Unnikrishnan Unnikrishnan - 2 months ago 17
C# Question

How much memory is affected from StreamReader

When I use StreamReader as below, how much memory is affected. I presume since each line is read into a variable 'line', only that line remains in memory and that is overall a good thing. My purpose is not to burden memory too much when I read a very very large containing thousands of lines. A clarification will be appreciated.

string line = string.Empty;
using(StreamReader Reader = new StreamReader(@"C:\Users\UK\Panfile.txt"))
{
while((line = Reader.ReadLine())!= null)
{
//other code to process the line now being read.
}
Reader.Close(); Reader.Dispose();
}

Answer

A StreamReader will use byteBuffer.Length of memory between calls. If you have not specified a default it uses 1024 bytes. It also allocates a char[] charBuffer of size encoding.GetMaxCharCount(bufferSize); which allocates two bytes per element in the array.
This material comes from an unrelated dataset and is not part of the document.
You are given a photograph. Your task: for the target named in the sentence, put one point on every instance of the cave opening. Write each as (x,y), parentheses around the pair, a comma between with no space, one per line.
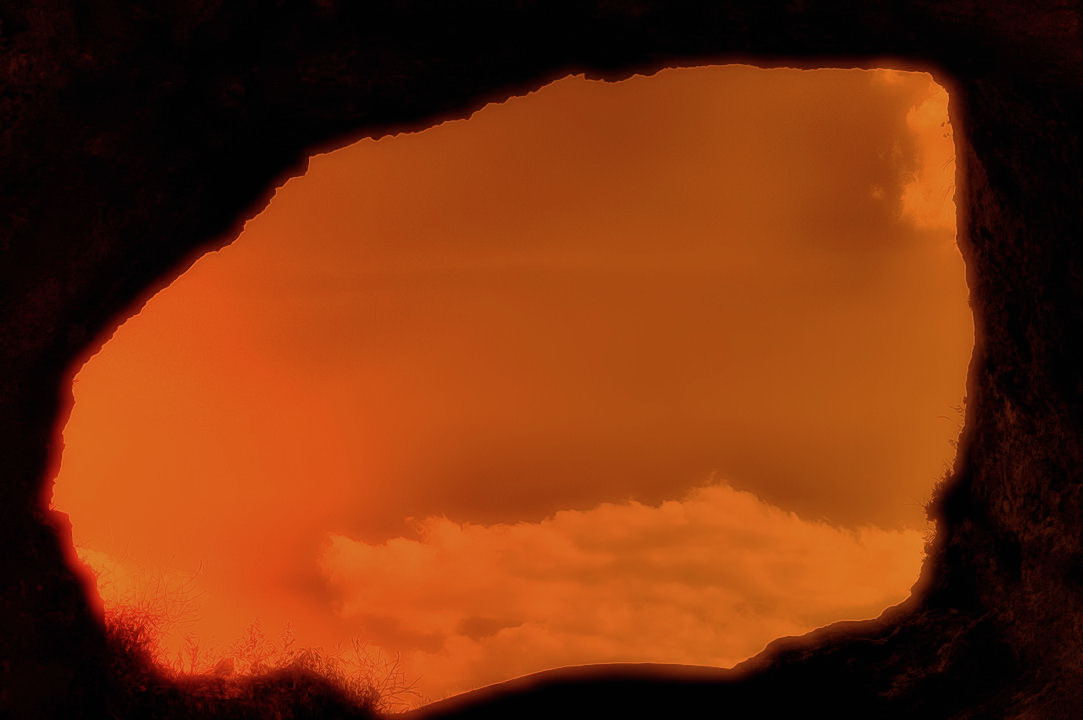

If you do not pass in a Stream object and let it generate it's own FileStream it will use a default filestream buffer of 4096.

The ReadLine call itself will allocate a StringBuilder internally and will read data into the byteBuffer then decode the bytes and store it in the charBuffer, it will then copy the chars out of the charBuffer and into the StringBuilder which then is returned to you via a .ToString() call.

So in summary, new StreamReader(@"C:\Users\UK\Panfile.txt") at rest it will will allocate 1024 + (1025 * 2) + 40961 bytes of memory (5120 total), and during the ReadLine call it will allocate at most an additional line.Length * 2 + StringBuilderOverhead + line.Length * 22. The *2's you see are for the char[] because each char takes up two bytes.


1:byteBuffer + charBuffer + the FileStream buffer
2:The char[] internal to the StringBuilder + Any slack space in the string builder buffer + the string returned by the .ToString() call.